SPCVSep 8, 2025

Towards In-Air Ultrasonic QR Codes: Deep Learning for Classification of Passive Reflector Constellations

arXiv:2509.06615v1h-index: 7IUS
Originality Incremental advance
AI Analysis

This work addresses the need for reliable autonomous systems in environments where visual sensors fail, though it is incremental as it builds on prior classification of individual acoustic landmarks.

The paper tackled the problem of increasing information capacity for acoustic landmark systems by introducing reflector constellations as encoded tags, and the result was a multi-label CNN that validated the feasibility of decoding these patterns on a small dataset.

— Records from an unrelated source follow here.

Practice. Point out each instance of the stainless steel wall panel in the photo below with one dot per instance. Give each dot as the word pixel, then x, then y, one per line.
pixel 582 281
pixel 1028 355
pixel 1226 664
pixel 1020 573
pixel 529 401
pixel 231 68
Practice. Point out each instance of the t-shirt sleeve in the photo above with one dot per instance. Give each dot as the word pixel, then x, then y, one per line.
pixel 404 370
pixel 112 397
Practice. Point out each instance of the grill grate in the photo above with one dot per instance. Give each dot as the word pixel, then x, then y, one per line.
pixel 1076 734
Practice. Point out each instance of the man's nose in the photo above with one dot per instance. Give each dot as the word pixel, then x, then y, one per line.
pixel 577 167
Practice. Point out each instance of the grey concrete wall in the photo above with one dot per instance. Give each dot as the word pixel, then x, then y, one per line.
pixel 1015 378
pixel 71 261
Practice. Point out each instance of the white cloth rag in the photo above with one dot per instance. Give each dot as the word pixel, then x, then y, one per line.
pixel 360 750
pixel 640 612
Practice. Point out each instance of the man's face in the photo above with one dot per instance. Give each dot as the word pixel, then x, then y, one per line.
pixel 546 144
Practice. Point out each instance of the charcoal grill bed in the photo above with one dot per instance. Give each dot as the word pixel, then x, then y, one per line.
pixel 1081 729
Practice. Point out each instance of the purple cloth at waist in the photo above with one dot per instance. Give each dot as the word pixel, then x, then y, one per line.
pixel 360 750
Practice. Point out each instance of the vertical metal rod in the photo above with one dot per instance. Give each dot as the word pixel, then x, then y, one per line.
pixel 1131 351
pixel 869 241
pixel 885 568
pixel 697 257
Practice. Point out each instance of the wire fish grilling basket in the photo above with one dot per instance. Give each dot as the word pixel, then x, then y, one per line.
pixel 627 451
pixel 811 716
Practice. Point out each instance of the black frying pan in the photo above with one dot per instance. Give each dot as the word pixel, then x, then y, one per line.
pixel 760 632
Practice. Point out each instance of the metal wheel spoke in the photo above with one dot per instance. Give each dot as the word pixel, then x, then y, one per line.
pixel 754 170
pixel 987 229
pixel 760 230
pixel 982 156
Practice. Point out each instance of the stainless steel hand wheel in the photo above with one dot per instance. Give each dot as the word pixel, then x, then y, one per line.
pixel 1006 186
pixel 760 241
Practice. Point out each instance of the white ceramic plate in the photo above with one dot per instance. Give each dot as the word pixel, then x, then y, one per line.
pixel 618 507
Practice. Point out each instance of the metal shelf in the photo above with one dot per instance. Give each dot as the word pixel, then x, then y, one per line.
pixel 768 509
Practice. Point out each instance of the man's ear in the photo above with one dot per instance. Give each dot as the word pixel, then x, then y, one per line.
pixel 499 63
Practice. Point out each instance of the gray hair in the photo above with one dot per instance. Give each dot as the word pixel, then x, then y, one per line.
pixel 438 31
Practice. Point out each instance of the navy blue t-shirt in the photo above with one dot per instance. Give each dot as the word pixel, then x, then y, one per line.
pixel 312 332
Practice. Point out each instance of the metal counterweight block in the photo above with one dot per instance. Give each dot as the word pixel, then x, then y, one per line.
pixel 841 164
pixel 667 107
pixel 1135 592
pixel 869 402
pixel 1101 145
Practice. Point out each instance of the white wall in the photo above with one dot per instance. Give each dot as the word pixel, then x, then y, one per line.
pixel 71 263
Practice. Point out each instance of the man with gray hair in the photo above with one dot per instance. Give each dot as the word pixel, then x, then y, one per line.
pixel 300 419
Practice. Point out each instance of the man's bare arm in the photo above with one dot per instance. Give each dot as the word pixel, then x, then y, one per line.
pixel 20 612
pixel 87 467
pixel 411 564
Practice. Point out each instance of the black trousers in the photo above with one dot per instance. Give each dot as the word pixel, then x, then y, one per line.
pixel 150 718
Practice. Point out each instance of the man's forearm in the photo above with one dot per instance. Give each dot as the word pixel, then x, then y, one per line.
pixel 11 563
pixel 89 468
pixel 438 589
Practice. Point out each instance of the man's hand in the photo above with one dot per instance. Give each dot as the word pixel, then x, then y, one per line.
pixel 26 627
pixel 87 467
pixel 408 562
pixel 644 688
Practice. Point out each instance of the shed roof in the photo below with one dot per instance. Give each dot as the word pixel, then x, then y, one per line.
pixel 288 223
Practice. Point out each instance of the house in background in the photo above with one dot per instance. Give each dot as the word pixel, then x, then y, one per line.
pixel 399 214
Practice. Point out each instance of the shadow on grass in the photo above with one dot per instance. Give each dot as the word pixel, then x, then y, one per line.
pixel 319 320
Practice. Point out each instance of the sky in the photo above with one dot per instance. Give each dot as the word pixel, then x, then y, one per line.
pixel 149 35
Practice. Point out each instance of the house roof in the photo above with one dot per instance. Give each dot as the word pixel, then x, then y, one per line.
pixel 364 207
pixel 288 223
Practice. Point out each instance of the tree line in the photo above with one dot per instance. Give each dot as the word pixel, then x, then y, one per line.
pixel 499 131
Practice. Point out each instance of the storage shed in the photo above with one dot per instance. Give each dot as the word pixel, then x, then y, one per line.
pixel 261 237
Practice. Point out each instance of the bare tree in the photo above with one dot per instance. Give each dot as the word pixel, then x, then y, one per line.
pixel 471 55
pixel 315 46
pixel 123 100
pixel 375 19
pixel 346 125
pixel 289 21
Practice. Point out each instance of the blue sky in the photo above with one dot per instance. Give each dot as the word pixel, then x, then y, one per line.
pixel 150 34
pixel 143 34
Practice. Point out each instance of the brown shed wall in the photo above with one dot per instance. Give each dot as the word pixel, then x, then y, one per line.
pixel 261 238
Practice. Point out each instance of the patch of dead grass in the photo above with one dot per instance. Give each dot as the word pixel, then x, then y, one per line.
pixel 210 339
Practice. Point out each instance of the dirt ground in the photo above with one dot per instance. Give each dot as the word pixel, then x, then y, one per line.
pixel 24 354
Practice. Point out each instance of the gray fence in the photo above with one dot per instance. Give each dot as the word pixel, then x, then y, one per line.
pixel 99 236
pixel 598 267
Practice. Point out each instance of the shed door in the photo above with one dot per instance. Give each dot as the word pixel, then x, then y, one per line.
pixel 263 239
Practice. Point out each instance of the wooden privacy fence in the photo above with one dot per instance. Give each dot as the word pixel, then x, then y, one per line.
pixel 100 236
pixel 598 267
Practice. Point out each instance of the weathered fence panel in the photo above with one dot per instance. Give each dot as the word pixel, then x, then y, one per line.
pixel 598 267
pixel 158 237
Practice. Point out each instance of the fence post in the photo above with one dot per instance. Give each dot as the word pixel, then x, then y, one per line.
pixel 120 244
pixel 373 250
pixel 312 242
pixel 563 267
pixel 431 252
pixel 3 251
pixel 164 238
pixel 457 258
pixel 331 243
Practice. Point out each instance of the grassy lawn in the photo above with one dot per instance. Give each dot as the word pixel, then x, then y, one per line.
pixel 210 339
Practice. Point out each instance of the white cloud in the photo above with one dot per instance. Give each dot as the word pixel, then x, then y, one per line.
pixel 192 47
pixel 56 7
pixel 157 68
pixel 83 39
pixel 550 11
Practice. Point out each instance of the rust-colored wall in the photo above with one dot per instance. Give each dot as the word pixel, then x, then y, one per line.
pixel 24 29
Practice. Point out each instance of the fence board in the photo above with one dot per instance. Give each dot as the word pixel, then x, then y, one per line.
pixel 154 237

In environments where visual sensors falter, in-air sonar provides a reliable alternative for autonomous systems. While previous research has successfully classified individual acoustic landmarks, this paper takes a step towards increasing information capacity by introducing reflector constellations as encoded tags. Our primary contribution is a multi-label Convolutional Neural Network (CNN) designed to simultaneously identify multiple, closely spaced reflectors from a single in-air 3D sonar measurement. Our initial findings on a small dataset confirm the feasibility of this approach, validating the ability to decode these complex acoustic patterns. Secondly, we investigated using adaptive beamforming with null-steering to isolate individual reflectors for single-label classification. Finally, we discuss the experimental results and limitations, offering key insights and future directions for developing acoustic landmark systems with significantly increased information entropy and their accurate and robust detection and classification.